Wer ein richtiges, echtes Zillertaler Volksfest ohne jede moderne Aufmachung und Tam-Tam mitmachen will, der komme am Sonntag, den 7. Mai 1950 nach Zell am Ziller zum Gauderfest und wird dort alle seine Wünsche erfüllt sehen.“

Trotz im Laufe der Jahre vorgenommener organisatorischer Änderungen hat das Gauderfest mit Sicherheit einiges von seiner Ursprünglichkeit behalten. Ein Besuch des Festes ist auf alle Fälle empfehlenswert.

Gauder Fest 2005 mit "neuen alten Attraktionen"

Um eine weitere Attraktion reicher ist das Gauderfest, es wurde nämlich ein aus den Disziplinen Fingerhakeln, Handumlegen und Hufeisenwerfen bestehender Dreikampf als zusätzlicher Bestandteil des größten Frühlingsfestes Tirols aufgenommen.

Die Zeller Chronik birgt ein nachträglich coloriertes Foto, auf welchem „Zillerthaler Nagelzieher“ abgebildet sind. Ob die beiden an einem Nagel ziehen oder die alte alpenländische Kampfsportart - welche beim diesjährigen Gauderfest als Teil eines Dreikampfes zu neuen Ehren kommen wird - des Fingerhakelns praktizieren, ist auf dem exakt 103 Jahre alten Zeitdokument leider nicht erkennbar.
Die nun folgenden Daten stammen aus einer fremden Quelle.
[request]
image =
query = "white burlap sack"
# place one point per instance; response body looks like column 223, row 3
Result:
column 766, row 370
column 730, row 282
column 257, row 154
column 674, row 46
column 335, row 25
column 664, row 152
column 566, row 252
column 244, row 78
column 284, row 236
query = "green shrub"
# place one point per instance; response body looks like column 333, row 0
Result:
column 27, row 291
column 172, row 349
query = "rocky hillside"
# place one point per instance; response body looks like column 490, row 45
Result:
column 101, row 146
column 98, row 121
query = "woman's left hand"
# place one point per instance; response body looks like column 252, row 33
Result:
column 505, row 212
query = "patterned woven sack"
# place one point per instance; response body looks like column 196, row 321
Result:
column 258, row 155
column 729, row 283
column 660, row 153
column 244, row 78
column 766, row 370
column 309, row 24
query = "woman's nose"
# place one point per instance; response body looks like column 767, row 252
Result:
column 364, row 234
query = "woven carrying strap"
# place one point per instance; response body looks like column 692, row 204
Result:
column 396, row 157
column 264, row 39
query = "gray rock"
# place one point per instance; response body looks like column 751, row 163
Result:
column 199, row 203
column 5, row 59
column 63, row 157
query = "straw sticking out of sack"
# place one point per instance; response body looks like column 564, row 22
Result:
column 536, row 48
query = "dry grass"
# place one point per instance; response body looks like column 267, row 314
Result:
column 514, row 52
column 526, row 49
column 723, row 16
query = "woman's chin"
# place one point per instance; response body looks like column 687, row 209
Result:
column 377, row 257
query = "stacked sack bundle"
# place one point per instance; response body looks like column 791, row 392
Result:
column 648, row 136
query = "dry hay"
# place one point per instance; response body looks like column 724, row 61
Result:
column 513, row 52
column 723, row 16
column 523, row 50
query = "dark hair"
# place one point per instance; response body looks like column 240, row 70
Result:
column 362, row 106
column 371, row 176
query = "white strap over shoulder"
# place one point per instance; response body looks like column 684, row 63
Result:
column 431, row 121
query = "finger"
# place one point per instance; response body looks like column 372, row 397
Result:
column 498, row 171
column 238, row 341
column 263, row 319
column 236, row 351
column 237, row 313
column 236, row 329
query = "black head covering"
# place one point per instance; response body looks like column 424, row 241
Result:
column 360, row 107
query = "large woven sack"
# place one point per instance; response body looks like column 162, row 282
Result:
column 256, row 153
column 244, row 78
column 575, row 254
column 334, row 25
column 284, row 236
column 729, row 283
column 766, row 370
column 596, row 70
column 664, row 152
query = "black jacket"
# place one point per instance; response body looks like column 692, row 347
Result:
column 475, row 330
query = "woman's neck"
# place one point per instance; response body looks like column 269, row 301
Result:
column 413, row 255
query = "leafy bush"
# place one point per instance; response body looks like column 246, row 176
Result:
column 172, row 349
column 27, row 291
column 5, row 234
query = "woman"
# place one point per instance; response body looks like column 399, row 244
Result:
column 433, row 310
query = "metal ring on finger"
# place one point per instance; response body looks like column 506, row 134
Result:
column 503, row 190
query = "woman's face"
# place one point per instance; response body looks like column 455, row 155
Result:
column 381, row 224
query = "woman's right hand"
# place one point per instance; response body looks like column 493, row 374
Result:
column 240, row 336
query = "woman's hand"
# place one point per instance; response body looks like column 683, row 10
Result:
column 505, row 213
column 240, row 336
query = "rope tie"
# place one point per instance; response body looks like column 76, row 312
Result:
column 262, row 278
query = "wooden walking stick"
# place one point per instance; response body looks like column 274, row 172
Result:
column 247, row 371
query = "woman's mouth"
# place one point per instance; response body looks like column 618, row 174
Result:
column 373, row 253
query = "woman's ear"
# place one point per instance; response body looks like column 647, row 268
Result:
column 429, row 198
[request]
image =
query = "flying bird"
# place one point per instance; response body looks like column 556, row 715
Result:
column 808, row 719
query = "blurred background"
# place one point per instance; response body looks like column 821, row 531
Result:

Weitere Bestandteile des Gauder Festes in alter Zeit waren das Preiskegeln und das Scheibenschießen. Wurde das Fest früher auf der „Gauderlacke“, einem zum Gauderlehen gehörenden Feldstück abgehalten, so war es von dort nicht weit, um zum Schießstand am „Lendplatz“ zu gelangen. 

Noch früher stand die Scheibe auf freiem Feld. Der Zieler, welcher einen neben der Scheibe befindlichen kugelsicheren Unterstand bezogen hatte, war als Bajazzo verkleidet. Bei Zentrumsschüssen führte er dann alle möglichen Tänze, sogenannte Scheibensprünge vor. Die besten Schützen maßen sich an einer Ehrenscheibe, welche jener, der im Zentrum bzw. nächst des Zentrums seinen Schuß plazieren konnte, als Siegespreis mit nach Hause nahm. 

(Foto:  Rummel auf dem "Lendplatz" im Jahre 1905)

 

 

Seinem lieben Ingenuin hat im Juni 1906 der Kaiserliche Rath Max Gerstle zur Erinnerung an die Mailänder Schützenfahrt und als Anerkennung, nachdem sich die Österreicher beim großen internationalen Schießen gar wacker geschlagen haben, diese Fotografie gewidmet.  


Das Schützenwesen hat eine lange und erfolgreiche Tradition in Zell am Ziller. Der Hutmacher und laut einer noch erhaltenen Urkunde „Österreichische Bundesmeisterschütze“ Ingenuin Ritzl war im Jahre 1906 Teilnehmer am „großen internationalen Schießen“. Der aus der Kaufmannsdynastie Ritzl stammende Ingenuin findet sich auf dem obigen Foto, welches anläßlich der Mailänder Schützenfahrt aufgenommen worden ist, als erster von links.